Called Symlin, it is a synthetic version of a natural hormone that works with insulin to regulate the flow of sugar from food into the bloodstream.
Amylin indicated that the FDA said it was concerned about Symlin’s effect on hypoglycemia, or low blood sugar, which can lead to nausea, confusion and brain injury and that the agency asked for more information on its safety and benefits.
In 2001, a panel of experts recommended against FDA approval of Symlin, in part because of similar worries. After the rejection, Amylin completed a 296-patient trial this year in people with Type 1 diabetes and submitted results to the FDA.
Now the FDA wants data from Amylin’s clinical trials that identify either the type of patients who don’t have increased risk of “significant hypoglycemia,” or the patients for whom Symlin would justify the risk.
Amylin Chief Operating Officer Daniel M. Bradbury said the company believed it has that information but couldn’t be more specific. “It is difficult to interpret what the agency might require,” he said. The company hopes to meet with the agency soon, he said.
Amylin’s stock fell 20 cents to $23.43 on Nasdaq before the company announced the FDA news. Shares have climbed 45% this year as investors anticipated the injectable diabetes drug would be approved for sale.

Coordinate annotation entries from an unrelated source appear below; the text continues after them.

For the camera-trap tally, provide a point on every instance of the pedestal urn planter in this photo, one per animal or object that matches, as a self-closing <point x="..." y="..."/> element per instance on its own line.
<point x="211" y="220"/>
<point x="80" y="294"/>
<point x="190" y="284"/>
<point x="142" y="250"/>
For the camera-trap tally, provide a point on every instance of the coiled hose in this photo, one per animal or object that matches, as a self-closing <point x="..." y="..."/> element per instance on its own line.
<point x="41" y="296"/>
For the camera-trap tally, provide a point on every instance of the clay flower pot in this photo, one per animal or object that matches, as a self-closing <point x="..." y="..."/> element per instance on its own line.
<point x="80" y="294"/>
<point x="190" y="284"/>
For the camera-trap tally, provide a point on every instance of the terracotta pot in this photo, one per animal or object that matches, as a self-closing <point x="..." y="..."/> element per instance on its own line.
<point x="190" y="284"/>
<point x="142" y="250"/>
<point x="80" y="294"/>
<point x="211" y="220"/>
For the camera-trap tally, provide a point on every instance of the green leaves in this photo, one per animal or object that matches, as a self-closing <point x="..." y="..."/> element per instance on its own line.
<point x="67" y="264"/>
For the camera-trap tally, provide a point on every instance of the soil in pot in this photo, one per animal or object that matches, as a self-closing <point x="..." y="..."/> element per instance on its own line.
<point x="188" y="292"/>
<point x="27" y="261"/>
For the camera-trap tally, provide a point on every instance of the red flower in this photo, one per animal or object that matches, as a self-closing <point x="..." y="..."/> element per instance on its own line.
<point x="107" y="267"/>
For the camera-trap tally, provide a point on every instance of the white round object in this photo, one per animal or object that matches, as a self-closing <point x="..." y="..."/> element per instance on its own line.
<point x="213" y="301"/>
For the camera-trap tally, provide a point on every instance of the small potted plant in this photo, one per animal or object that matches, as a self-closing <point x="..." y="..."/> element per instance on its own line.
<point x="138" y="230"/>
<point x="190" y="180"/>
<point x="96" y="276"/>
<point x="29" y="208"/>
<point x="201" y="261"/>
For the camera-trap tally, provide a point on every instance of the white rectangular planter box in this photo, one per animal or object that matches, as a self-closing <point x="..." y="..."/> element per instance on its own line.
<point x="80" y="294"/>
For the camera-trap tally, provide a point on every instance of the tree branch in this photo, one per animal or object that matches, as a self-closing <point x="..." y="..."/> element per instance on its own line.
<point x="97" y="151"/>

Symlin would have been the first drug approved for Type 1 diabetes since insulin hit the market nearly 80 years ago.
The product, Amylin’s first, was expected to reach the market by early next year and have 2004 sales of $60 million, said Russ Gilbertson of Roth Capital Partners. He expected sales to reach $300 million in 2007.
John McCamant of the Medical Technology Stock Letter in Berkeley said he believed Symlin would eventually be approved. Judging from Amylin’s news release, he said, the FDA is asking for data it should have sought before giving the go-ahead for the latest clinical trial.
“The FDA is supposed to help a company design a clinical trial to get the data it needs. It sounds to me like the FDA isn’t doing its job,” McCamant said.
Patients with Type 1 diabetes, the kind that often strikes in childhood or adolescence, are dependent on insulin shots to control spikes in blood sugar, which can lead to coma and death.
Regular insulin shots can control the disease, but high blood sugar can take its toll on patients later in life who may suffer blindness, kidney failure and heart disease. Symlin was developed as an additional tool to control blood sugar. In early human tests of Symlin, the drug combination lowered blood sugar too much in some.
An Amylin spokesman said the its most recent clinical trial showed that fewer patients had hypoglycemia if they adjusted their insulin dose.
Symlin “is a major breakthrough in the treatment of Type 1 diabetes,” said diabetes expert Dr. Rubina Heptulla of Baylor College of Medicine in Houston. “Now we have nothing to offer patients but more insulin.”
Diabetes affects 18 million adults in the U.S., twice the number 10 years ago.
Amylin’s quest to develop Symlin has suffered a series of financial and scientific setbacks. It came within weeks of closing its doors in 1998 after Johnson & Johnson pulled out of a deal to co-develop the drug. The company has spent $300 million to develop Symlin.
It is not Amylin’s only experimental drug for diabetes. Eli Lilly & Co. will invest as much as $325 million to co-develop with Amylin a drug for Type 2 diabetes that analysts believe could be a $1-billion product.